Question

Water is pumped into the completely empty tank at a constant rate through an inlet pipe. At the same time, there is a leak at the bottom of the tank which leaks water at a constant rate. How long it will take the tank get filled completely?
I. Total capacity of water the tank can hold is 120 gallons.
II. Inlet pipe can completely fill the empty tank in 10 hours if there is no leak in the tank, and also the leak at the bottom of the tank can completely empty the filled tank in 15 hours if there is no water pumped into the tank.

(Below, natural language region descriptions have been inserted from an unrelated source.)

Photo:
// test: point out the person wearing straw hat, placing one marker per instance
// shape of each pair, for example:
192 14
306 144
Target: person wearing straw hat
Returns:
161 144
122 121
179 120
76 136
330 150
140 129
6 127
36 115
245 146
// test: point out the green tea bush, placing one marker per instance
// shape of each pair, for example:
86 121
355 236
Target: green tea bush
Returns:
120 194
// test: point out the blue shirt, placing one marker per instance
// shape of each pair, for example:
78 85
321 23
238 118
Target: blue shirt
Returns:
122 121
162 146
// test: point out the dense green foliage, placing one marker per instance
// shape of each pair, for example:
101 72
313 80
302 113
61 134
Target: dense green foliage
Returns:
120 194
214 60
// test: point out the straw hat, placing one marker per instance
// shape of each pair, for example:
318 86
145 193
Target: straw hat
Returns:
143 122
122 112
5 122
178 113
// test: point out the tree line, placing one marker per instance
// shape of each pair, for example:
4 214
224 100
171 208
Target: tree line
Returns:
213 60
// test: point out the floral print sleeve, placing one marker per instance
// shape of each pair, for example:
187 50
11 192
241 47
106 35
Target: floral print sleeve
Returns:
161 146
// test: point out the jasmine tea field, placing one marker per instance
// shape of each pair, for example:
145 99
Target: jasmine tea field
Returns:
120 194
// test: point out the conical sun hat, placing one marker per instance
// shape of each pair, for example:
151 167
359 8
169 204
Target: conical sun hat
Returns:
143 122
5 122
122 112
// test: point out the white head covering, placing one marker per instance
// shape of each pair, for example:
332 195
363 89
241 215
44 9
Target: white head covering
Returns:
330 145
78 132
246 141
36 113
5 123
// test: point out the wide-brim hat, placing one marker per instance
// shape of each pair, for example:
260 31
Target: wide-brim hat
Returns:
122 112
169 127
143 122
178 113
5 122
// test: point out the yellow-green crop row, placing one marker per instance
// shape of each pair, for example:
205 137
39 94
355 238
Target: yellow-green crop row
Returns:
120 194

• A. Statement I alone is sufficient but statement II alone is not sufficient to answer the question asked.
• B. Statement II alone is sufficient but statement I alone is not sufficient to answer the question asked.
• C. Both statements I and II together are sufficient to answer the question but neither statement is sufficient alone.
• D. Each statement alone is sufficient to answer the question.
• E. Statements I and II are not sufficient to answer the question asked and additional data is needed to answer the statements.

Hint:

In work-rate problems, it's often easiest to work with fractional rates (e.g., jobs per hour, tanks per hour). The total volume (like 120 gallons) is often extra information if the rates can be determined relative to the whole job.

Answer 1

The Correct Option is B

Step 1: Understanding the Concept:
This is a Data Sufficiency question involving rates of work (filling and leaking a tank). To find the total time to fill the tank, we need to determine the net filling rate. The net rate is the filling rate minus the leaking rate. The time to fill is the reciprocal of the net rate.
Let \(R_{in}\) be the rate of the inlet pipe (in tanks per hour).
Let \(R_{out}\) be the rate of the leak (in tanks per hour).
Net Rate = \(R_{in} - R_{out}\).
Time to fill = \(\frac{1}{\text{Net Rate}}\).
Step 2: Detailed Explanation:
Analyze Statement I: "Total capacity of water the tank can hold is 120 gallons."
This statement provides the volume of the tank but gives no information about the rate of filling or leaking. We cannot determine the time it takes to fill the tank. Therefore, Statement I alone is not sufficient.
Analyze Statement II: "Inlet pipe can completely fill the empty tank in 10 hours if there is no leak in the tank, and also the leak at the bottom of the tank can completely empty the filled tank in 15 hours if there is no water pumped into the tank."
This statement gives us the individual rates:

The inlet pipe fills the tank in 10 hours, so its rate is \(R_{in} = \frac{1}{10}\) tank per hour.
The leak empties the tank in 15 hours, so its rate is \(R_{out} = \frac{1}{15}\) tank per hour.
We can now calculate the net filling rate: \[ \text{Net Rate} = R_{in} - R_{out} = \frac{1}{10} - \frac{1}{15} \] To subtract the fractions, find a common denominator, which is 30: \[ \text{Net Rate} = \frac{3}{30} - \frac{2}{30} = \frac{1}{30} \text{ tank per hour} \] The time required to fill the tank completely is the reciprocal of the net rate: \[ \text{Time to fill} = \frac{1}{1/30} = 30 \text{ hours} \] Since we found a unique numerical answer for the time, Statement II alone is sufficient.
Step 3: Final Answer:
Statement II alone is sufficient, but Statement I alone is not. This corresponds to option (B).